Test Projects and Unit Tests In Visual Studio 2008

A quick thing about setting up test projects through Visual Studios… basically how to do so.

Add new Project -> Test (Project Types) -> Test Project.

Now the easiest way I’ve added actual tests is just to add a normal class. Say SomeClassTest.


using Microsoft.VisualStudio.TestTools.UnitTesting;

[TestClass]
public class SomeClassTest()
{
   [TestMethod]
   public void SomeClass_CreateWithNull()
   {
   }
}

What is [TestClass]? Well that is an attribute you are adding to the class so that .net knows certain methods in it may be test methods. Guess what [TestMethod] does…

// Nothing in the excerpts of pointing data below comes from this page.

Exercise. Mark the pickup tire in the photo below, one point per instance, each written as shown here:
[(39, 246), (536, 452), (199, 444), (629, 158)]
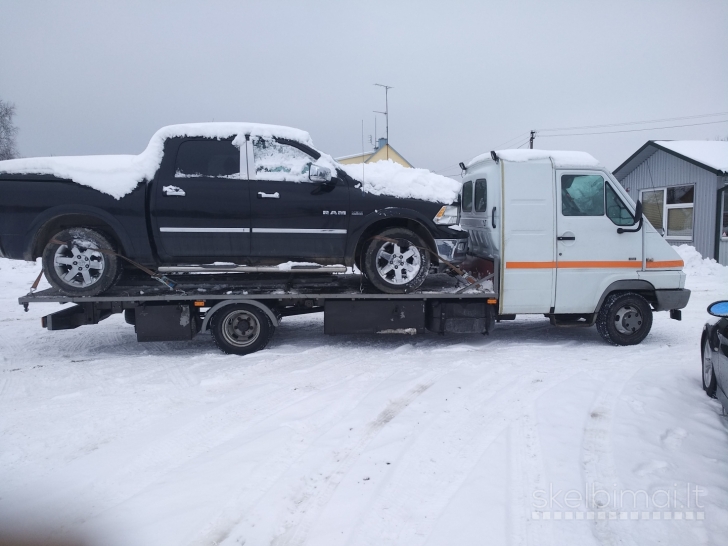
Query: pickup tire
[(396, 261), (80, 262), (624, 319), (241, 329)]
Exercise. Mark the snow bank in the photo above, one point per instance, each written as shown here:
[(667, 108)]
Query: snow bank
[(560, 158), (713, 153), (695, 264), (390, 178), (118, 175)]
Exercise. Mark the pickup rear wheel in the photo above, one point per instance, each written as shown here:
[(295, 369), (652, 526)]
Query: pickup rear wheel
[(80, 262), (624, 319), (241, 329), (396, 261)]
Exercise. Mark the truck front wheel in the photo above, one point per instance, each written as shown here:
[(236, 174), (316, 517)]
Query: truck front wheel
[(80, 262), (396, 261), (624, 319)]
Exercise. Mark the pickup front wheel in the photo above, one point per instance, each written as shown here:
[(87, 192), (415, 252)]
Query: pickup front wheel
[(396, 261), (80, 262)]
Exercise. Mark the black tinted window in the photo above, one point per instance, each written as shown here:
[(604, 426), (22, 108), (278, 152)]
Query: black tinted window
[(208, 158), (468, 197), (481, 196)]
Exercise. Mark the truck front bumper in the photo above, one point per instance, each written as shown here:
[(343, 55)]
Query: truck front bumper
[(452, 250), (671, 299)]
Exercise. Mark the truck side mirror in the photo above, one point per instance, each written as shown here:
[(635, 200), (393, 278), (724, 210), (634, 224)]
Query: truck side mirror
[(637, 220)]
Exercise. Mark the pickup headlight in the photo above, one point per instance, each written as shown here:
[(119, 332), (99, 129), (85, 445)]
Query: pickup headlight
[(447, 216)]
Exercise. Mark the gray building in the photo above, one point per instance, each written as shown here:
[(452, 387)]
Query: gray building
[(683, 185)]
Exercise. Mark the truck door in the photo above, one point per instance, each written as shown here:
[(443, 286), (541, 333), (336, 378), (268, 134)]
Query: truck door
[(293, 217), (200, 209), (591, 254)]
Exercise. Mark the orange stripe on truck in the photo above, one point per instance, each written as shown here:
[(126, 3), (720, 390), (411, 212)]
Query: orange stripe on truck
[(594, 264)]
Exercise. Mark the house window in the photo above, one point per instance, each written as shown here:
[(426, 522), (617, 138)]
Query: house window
[(670, 211)]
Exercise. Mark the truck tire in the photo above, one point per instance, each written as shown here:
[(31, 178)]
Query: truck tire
[(241, 329), (73, 264), (624, 319), (396, 261), (710, 385)]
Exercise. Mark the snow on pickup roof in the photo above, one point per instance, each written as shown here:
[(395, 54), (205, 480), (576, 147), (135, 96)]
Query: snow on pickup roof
[(390, 178), (560, 158), (118, 175), (712, 153)]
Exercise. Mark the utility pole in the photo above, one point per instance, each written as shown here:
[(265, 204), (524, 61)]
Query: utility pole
[(386, 109)]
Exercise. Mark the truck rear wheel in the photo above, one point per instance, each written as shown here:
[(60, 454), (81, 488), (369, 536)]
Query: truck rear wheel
[(241, 329), (396, 261), (75, 264), (624, 319)]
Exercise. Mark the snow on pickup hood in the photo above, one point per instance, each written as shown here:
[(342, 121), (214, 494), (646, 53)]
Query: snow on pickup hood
[(118, 175), (390, 178)]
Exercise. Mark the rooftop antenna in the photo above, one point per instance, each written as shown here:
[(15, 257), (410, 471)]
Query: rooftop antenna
[(386, 108)]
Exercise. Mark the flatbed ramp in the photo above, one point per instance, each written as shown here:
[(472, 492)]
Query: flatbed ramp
[(242, 314)]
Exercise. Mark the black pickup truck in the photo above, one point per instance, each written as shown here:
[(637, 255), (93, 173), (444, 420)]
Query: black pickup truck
[(246, 195)]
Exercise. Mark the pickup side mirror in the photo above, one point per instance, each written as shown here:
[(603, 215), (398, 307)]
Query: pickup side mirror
[(718, 309), (637, 220), (319, 174)]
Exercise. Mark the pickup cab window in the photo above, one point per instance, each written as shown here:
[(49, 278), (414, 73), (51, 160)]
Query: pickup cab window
[(582, 195), (280, 162), (207, 158)]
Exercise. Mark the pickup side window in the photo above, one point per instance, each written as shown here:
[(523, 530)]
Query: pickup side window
[(280, 162), (207, 158), (468, 196), (481, 195), (616, 210), (582, 195)]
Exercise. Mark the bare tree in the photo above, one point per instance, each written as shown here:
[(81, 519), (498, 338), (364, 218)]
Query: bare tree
[(8, 131)]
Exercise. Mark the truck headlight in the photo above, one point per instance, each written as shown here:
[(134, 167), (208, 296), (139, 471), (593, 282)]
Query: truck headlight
[(447, 215)]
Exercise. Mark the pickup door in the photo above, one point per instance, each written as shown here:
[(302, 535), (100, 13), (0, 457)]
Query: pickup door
[(200, 203), (293, 217)]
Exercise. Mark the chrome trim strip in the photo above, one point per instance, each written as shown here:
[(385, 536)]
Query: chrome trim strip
[(283, 230), (204, 230)]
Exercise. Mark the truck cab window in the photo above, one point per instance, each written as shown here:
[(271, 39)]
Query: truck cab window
[(616, 210), (207, 158), (582, 195), (280, 162), (481, 195), (468, 196)]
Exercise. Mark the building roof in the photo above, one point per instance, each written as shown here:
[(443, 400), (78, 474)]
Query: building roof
[(711, 155)]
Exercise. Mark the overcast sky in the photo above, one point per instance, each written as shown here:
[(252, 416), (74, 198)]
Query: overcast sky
[(96, 77)]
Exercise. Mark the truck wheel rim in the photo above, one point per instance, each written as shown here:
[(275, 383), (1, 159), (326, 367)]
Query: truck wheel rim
[(241, 328), (398, 264), (78, 266), (628, 320), (707, 365)]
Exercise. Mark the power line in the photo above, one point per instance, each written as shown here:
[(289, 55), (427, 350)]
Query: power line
[(636, 130), (633, 122)]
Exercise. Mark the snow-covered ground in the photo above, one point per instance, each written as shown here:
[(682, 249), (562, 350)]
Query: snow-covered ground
[(407, 440)]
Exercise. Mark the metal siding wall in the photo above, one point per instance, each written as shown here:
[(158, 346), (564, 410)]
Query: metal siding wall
[(668, 170)]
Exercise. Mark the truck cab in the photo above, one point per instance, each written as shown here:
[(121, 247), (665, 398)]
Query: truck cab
[(563, 237)]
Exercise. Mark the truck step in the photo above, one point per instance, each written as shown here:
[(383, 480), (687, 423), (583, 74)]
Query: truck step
[(231, 268)]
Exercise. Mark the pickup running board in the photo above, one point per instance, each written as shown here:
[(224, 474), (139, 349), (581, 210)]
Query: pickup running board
[(251, 269)]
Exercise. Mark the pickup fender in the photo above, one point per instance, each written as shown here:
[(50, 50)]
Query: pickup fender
[(118, 231)]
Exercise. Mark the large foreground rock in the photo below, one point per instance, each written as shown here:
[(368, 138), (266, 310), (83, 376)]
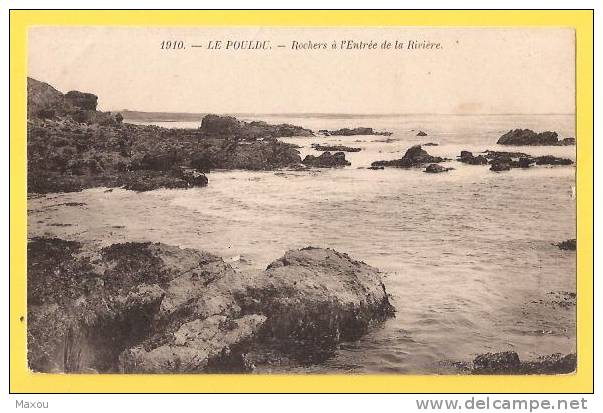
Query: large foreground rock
[(314, 298), (520, 137), (149, 307)]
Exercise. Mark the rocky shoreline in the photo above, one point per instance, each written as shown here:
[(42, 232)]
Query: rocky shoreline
[(151, 307), (72, 146)]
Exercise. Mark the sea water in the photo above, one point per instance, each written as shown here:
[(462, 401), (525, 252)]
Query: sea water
[(466, 255)]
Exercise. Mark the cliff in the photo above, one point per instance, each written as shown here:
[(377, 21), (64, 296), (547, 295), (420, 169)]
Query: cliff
[(72, 146)]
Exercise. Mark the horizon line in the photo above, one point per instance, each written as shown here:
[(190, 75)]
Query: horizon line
[(341, 113)]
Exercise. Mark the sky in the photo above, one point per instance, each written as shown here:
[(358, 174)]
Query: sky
[(475, 70)]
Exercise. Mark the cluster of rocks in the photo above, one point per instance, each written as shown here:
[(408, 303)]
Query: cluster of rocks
[(326, 160), (414, 157), (521, 137), (504, 161), (508, 362), (155, 308), (231, 126), (353, 132), (335, 148), (72, 146), (45, 102)]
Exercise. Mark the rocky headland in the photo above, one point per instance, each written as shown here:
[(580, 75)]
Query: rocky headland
[(72, 146), (152, 308)]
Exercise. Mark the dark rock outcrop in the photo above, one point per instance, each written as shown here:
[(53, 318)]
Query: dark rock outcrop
[(150, 307), (500, 166), (315, 298), (414, 156), (434, 168), (334, 148), (81, 100), (468, 158), (567, 245), (326, 160), (521, 137), (355, 131), (71, 146), (552, 160), (508, 362), (230, 126), (504, 161)]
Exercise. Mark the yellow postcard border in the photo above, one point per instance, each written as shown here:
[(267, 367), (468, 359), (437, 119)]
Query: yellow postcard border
[(24, 381)]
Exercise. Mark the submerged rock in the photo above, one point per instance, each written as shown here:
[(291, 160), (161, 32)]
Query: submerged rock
[(414, 156), (326, 160), (520, 137), (150, 307), (504, 362), (468, 158), (504, 161), (355, 131), (231, 126), (434, 168)]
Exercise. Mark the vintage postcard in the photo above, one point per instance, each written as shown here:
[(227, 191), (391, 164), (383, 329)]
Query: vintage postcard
[(302, 201)]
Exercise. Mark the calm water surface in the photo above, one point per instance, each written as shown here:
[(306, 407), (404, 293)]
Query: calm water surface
[(466, 255)]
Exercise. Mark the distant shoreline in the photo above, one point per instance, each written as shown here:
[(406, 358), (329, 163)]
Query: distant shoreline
[(142, 116)]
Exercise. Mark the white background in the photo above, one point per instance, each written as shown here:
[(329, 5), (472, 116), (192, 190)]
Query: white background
[(264, 403)]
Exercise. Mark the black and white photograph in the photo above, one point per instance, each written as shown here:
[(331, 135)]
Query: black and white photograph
[(312, 200)]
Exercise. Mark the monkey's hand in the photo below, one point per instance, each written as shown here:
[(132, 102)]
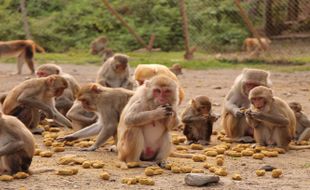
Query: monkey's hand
[(91, 148)]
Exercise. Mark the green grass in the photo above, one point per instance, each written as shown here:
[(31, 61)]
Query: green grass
[(201, 61)]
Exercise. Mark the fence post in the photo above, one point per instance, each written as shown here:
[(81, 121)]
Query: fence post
[(119, 17)]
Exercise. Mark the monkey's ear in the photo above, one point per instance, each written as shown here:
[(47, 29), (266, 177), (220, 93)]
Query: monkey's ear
[(95, 88)]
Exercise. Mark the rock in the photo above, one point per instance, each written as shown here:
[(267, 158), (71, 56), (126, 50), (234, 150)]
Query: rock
[(199, 179)]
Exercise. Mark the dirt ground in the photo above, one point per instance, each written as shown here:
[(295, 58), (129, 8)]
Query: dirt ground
[(213, 83)]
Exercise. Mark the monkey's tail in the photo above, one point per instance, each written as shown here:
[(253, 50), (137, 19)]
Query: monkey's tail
[(294, 147), (180, 155)]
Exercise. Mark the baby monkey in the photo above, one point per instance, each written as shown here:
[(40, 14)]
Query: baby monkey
[(198, 120)]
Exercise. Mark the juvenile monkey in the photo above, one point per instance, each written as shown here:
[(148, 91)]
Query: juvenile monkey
[(302, 122), (65, 101), (147, 71), (176, 69), (143, 130), (236, 101), (24, 50), (115, 73), (108, 104), (26, 99), (273, 120), (16, 146), (198, 119)]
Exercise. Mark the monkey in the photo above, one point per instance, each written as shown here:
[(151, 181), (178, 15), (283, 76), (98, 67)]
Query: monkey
[(24, 50), (302, 122), (143, 129), (115, 73), (236, 101), (64, 102), (108, 104), (16, 146), (26, 99), (147, 71), (198, 120), (176, 69), (252, 45)]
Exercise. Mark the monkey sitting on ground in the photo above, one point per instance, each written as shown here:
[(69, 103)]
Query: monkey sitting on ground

Ok so now I have a TestClass and TestMethod, now what? Well in the menu:

Test -> Windows -> TestView

You should see that your method now shows up on the list. Simple huh? If the method isn’t showing up on the list make sure it is:

  • Tagged with the [TestMethod] attribute
  • Contained in a PUBLIC [TestClass]
  • Public
  • void
  • Non static

If you have all of those and still nothing, right click the method name in the Test View and look at it’s properties. There is a property called “Non-Runnable Error”. This will tell you what you need to get it rolling.

All right, now you have everything set… so next? Simple, right click the method name in the Test View and you can either Run or Debug the test. If you just Run the test, the Test Results window will pop up and you’ll see the progress. If it passes, then yay. If not, it will give you things unhandled/expected exception, failed asserts, and expected exceptions. If you debug, the same happens except, CRAZY SURPRISE AHEAD!!!, you can step through it. Also, you can run multiple tests by selecting however many you want and running them.

There are some useful options in the test view. If you right click the column area, you can add columns such as Class Name to help with ordering. After all, you might have a bunch of methods that are named the same in different classes, which sucks. Another thing you can do is left click the down arrow to the right of the refresh button for group by options.

End Note: If you don’t recognize the word “attribute” that’s ok. Most likely you have seen the [Something] notation before if you have used web controls (Possibly winforms controls, no idea). Simply put, attributes are like attaching extra information to just about anything so that later on you can use that information at runtime to perform actions. With the use of reflection, you could, for instance, check for only specific properties on a class that you want to fill dynamically. Say you have a dataset with the “UserName” column and a User class with the property Name. If you wanted to fill that Name property normally you could do something like:


user.Name = dataset["UserName"];


but with relfection you could get the property info, check the properties for a the ones with a certain attribute, and match the value in the attribute to the column name.